Today I made covers for the Bibles our children got for Christmas. No paper sacks this time! I recently acquired several discarded books of wallpaper samples, and one of the projects I had in mind when I requested them was making book covers. If you'd like to acquire some wallpaper sample books, just visit the home decor department of your favorite home improvement store and ask for them to save some for you when they next get new books.
On to the cover making! If you're nervous about cutting into pretty paper on the first try, you can always use a brown paper bag for your first try. Or you can do them all with brown paper - it has it's own charm and I'm not knockin' it.
Measure the height of the book and add 4-6 inches.
Measure the width of the book (both covers and spine) and add 4-6 inches.
Due to the width of the Bibles I was covering and the width of the wallpaper, I opted for adding 4 inches, 2 inches overlap on each side. If I had larger paper or smaller books, I would have chosen to have 3 inches overlap. But the 2 inches looks like it will be sturdy enough.
Cut the paper according to your measurements.
Center the book on the paper, pull the paper snug and fold over the sides.

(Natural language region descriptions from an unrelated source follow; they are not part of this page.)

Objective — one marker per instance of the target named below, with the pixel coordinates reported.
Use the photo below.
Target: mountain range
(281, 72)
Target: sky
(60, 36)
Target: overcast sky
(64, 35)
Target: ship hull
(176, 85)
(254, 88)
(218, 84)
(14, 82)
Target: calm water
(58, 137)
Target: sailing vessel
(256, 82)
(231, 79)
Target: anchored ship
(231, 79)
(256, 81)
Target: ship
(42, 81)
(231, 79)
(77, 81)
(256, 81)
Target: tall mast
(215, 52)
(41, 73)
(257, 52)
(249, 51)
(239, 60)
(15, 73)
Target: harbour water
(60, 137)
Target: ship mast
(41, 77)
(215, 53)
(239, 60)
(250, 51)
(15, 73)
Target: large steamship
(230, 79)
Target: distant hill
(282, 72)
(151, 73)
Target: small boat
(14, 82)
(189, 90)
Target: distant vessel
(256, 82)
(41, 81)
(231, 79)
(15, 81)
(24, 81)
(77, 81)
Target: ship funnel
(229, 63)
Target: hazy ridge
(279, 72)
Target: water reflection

Mark the top and bottom of the book, a smidge away from the book itself, and going up the side just a bit (click to see a larger picture if the mark is too hard to see in this one).
Now you'll have your sides folded in and the top and bottom marked.

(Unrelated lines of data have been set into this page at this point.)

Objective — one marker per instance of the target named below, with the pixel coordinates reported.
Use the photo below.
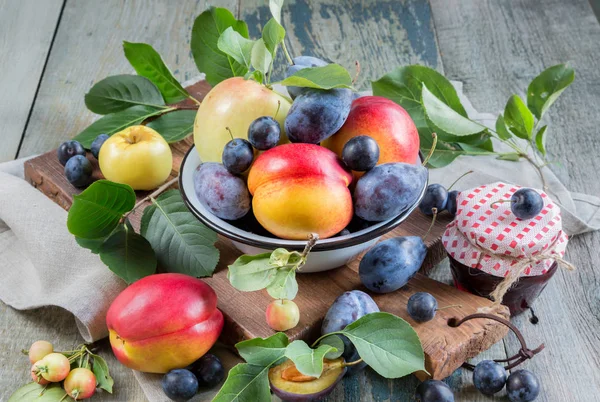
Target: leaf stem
(150, 196)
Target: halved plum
(291, 385)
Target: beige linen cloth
(41, 264)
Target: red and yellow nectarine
(300, 189)
(163, 322)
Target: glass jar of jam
(485, 242)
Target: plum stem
(461, 176)
(352, 363)
(450, 306)
(149, 197)
(432, 149)
(434, 210)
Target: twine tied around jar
(518, 269)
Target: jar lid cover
(486, 237)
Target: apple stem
(153, 195)
(431, 225)
(434, 135)
(461, 176)
(452, 305)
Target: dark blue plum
(436, 196)
(237, 155)
(421, 307)
(522, 386)
(317, 114)
(222, 193)
(78, 171)
(69, 149)
(180, 385)
(526, 203)
(451, 202)
(97, 143)
(347, 308)
(387, 190)
(390, 264)
(434, 391)
(264, 133)
(208, 370)
(300, 63)
(489, 377)
(361, 153)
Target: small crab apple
(36, 375)
(80, 383)
(55, 367)
(38, 350)
(282, 315)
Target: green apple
(234, 103)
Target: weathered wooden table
(52, 51)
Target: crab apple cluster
(183, 384)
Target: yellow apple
(234, 103)
(138, 156)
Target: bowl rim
(271, 243)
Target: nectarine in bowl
(250, 237)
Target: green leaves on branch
(326, 77)
(385, 342)
(147, 62)
(182, 244)
(169, 234)
(274, 271)
(209, 58)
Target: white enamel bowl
(327, 254)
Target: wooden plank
(496, 48)
(26, 31)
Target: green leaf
(174, 126)
(251, 272)
(540, 140)
(509, 156)
(275, 7)
(273, 34)
(501, 129)
(119, 92)
(182, 244)
(128, 254)
(206, 31)
(261, 57)
(115, 122)
(337, 343)
(33, 392)
(387, 343)
(284, 284)
(518, 118)
(308, 361)
(547, 87)
(263, 352)
(91, 244)
(235, 45)
(326, 77)
(245, 383)
(147, 62)
(97, 210)
(100, 370)
(446, 118)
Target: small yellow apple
(138, 156)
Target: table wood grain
(494, 46)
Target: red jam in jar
(486, 242)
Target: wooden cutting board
(445, 348)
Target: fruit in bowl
(163, 322)
(233, 103)
(138, 156)
(299, 189)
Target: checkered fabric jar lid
(493, 239)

The step I don't show here that I highly recommend is to go ahead and unfold the sides and use your mark to fold the top and bottom edges all the way across, being sure you fold evenly (it should square up on the sides). This will give you a helpful guide for later.
Unfold the top and bottom again and cut up to your mark at an angle.
Fold over your isoceles trapezoid (yes, I had to look that up) at the top and bottom.
Place your book back on the paper, wrap the sides over, and check to be sure you've measured, cut and folded correctly. The folded edge should come to just below and above the spine of the book.
The next few steps are easiest if you have a helper hold the opposite cover and the pages upright while you work on one cover at a time.
To reduce bulk, trim off a triangle from the side fold-over.
Fold over the corner as if you were wrapping a present. Note that there is space for the existing cover; this may vary according to the thickness of your book's cover.
Now fold the flap over and tape or glue. The fold should line up with the folded-down piece on the spine. This is where folding the top and bottom all the way across helps, because you already have a crease.
Repeat this for the other corner on that side.
Repeat for the other side and you're done!
Here are the covers I made this afternoon. I didn't think to time it, but was a pretty quick project.